Wednesday, October 21, 1998 Published at 21:14 GMT 22:14 UK
Business: The Economy
Mixed signals on further rate cuts
Analysts say a further rate cut in November is now likely
There are mixed signals on the chances of further falls in UK interest rates.
The release of the minutes of the last meeting of the Bank of England's Monetary Policy Committee (MPC) have raised rate-cut expectations but comments since by the Bank's Governor Eddie George point the other way.
Seven members of the MPC voted for a 0.25% drop two weeks ago, while two voted for a bigger cut, the minutes of the meeting showed.
However, comments by Bank of England Governor Eddie George since the minutes were released suggest he thinks the worst is over.
Speaking to the Financial Forum of West Flanders in Belgium, Mr George said developments since the annual International Monetary Fund had been positive.
The comments will reduce somewhat the heightening expectations that the Bank of England's Monetary Policy Committee is poised to reduce interest rates further at its next monthly meeting.
Rates were reduced to 7.25% at the meeting held earlier this month - the first time the committee has voted for a reduction since its formation after the General Election.
Bank Governor Eddie George, Mervyn King, David Clementi, Alan Budd, Charles Goodhart, Ian Plenderleith and John Vickers all voted to shave a quarter point off rates.
Former hawk Willem Buiter and long-time dove DeAnne Julius "preferred a larger cut in interest rates".
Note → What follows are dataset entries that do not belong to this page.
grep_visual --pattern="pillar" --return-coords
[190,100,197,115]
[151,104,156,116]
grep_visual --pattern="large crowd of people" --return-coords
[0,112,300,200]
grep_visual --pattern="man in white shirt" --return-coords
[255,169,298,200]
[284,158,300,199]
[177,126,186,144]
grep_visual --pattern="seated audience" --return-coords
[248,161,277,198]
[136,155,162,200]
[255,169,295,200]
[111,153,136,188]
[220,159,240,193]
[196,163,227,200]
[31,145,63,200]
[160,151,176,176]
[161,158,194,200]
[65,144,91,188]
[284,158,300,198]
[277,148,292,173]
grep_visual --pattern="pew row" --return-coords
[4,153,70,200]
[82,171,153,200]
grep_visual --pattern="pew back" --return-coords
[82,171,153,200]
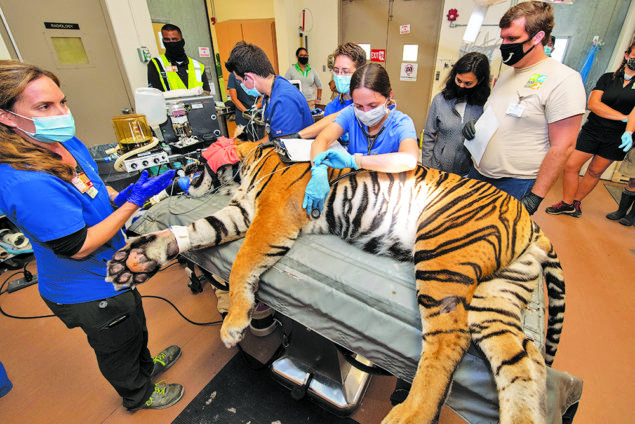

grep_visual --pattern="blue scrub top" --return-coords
[0,137,125,304]
[324,96,353,116]
[264,76,313,137]
[335,105,417,155]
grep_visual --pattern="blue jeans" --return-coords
[467,168,536,200]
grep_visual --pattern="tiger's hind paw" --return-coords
[220,308,250,349]
[106,230,179,290]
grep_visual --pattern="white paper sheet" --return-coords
[463,107,498,165]
[281,138,348,162]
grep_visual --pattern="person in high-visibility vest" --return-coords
[148,24,210,93]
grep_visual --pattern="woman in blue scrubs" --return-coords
[303,63,419,214]
[324,43,366,116]
[0,60,183,410]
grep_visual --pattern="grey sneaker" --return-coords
[150,345,181,379]
[545,200,582,218]
[143,381,183,409]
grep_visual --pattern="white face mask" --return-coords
[355,103,389,127]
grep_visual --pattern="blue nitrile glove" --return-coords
[127,169,174,207]
[620,131,633,152]
[302,165,331,215]
[520,191,543,215]
[313,150,357,169]
[112,184,134,208]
Simon Briscoe, economist at City bank Nikko Europe, said: "This is a stronger display of willingness to cut rates than anyone expected.
"The fact that there was no-one who was concerned and that two were gunning for more does suggest there will be further cuts in November."
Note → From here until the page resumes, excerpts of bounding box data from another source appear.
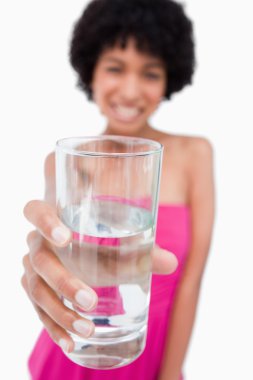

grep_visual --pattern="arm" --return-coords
[159,139,214,380]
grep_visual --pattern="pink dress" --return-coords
[29,204,190,380]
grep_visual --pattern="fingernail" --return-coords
[73,319,92,337]
[75,289,96,311]
[52,226,70,244]
[58,338,69,352]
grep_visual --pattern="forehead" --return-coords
[98,39,165,68]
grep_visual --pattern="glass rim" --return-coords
[56,135,163,157]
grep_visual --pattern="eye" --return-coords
[145,72,161,80]
[106,66,121,73]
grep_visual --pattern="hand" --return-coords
[22,201,177,352]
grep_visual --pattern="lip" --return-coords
[110,104,143,123]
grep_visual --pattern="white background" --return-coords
[0,0,253,380]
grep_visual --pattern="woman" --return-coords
[22,0,214,380]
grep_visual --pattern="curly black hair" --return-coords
[70,0,195,99]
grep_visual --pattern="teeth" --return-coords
[116,106,140,118]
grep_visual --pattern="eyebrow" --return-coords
[102,57,164,69]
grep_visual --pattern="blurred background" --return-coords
[0,0,253,380]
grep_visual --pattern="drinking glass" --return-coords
[56,135,163,369]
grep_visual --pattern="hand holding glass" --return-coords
[56,136,162,369]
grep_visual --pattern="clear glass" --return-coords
[56,135,163,369]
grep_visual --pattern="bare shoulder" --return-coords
[163,135,213,162]
[44,152,55,178]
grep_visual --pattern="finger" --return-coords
[23,256,95,338]
[21,274,75,353]
[24,200,72,247]
[151,245,178,274]
[25,235,98,311]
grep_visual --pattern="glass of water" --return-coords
[56,135,163,369]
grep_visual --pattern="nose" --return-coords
[120,74,142,102]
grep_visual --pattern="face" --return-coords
[92,40,167,135]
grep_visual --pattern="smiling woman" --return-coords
[22,0,214,380]
[91,39,166,135]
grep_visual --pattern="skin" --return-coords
[22,40,214,380]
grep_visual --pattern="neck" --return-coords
[102,124,156,138]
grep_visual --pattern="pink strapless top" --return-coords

Concern over global crisis
The minutes show the MPC was concerned about the spread of the financial crisis across the globe and the effect it would have on the UK economy.
It added that further cuts in rates would be required if the shortage of lending, known as a "credit crunch", seen elsewhere in the world hit the UK.
The committee had come under tremendous pressure for a rate cut from business, unions and the government, with Chancellor Gordon Brown hinting strongly that he hoped for a cut.
But the MPC said while it noted the views of "outside commentators" it had to reach its own assessment of the situation.
The minutes also revealed that for the first time, the committee was not pondering whether to drop rates, but only by how much they should be cut.
Those calling for bigger cuts said a 0.25% reduction would be insufficient to stop a more substantial fall in economic output and rise in unemployment.
This would lead to inflation under-shooting the government's 2.5% target, it was argued.
But the majority took the view that a bigger cut was not required.
General Secretary of the Manufacturing, Science and Finance Union, Roger Lyons, welcomed the minutes.
He said: "There are two people inside the MPC who have grasped finally the seriousness of the situation the British economy is in.
"It is time the rest, including the Governor Eddie George, woke up to reality."
The Director-General of the CBI, Adair Turner, added his voice to calls for larger rate cuts in the future.
"The key thing is that central banks have to be willing in this environment, if events move yet further in a deflationary direction, to move with sufficient forcefulness," he said.
The committee has also come under pressure to make an emergency rate cuts after the Federal Reserve in the US held an emergency meeting and imposed a 0.25% cut for a second time in two weeks.
However most commentators expect the MPC to wait until its meeting on 4 and 5 November.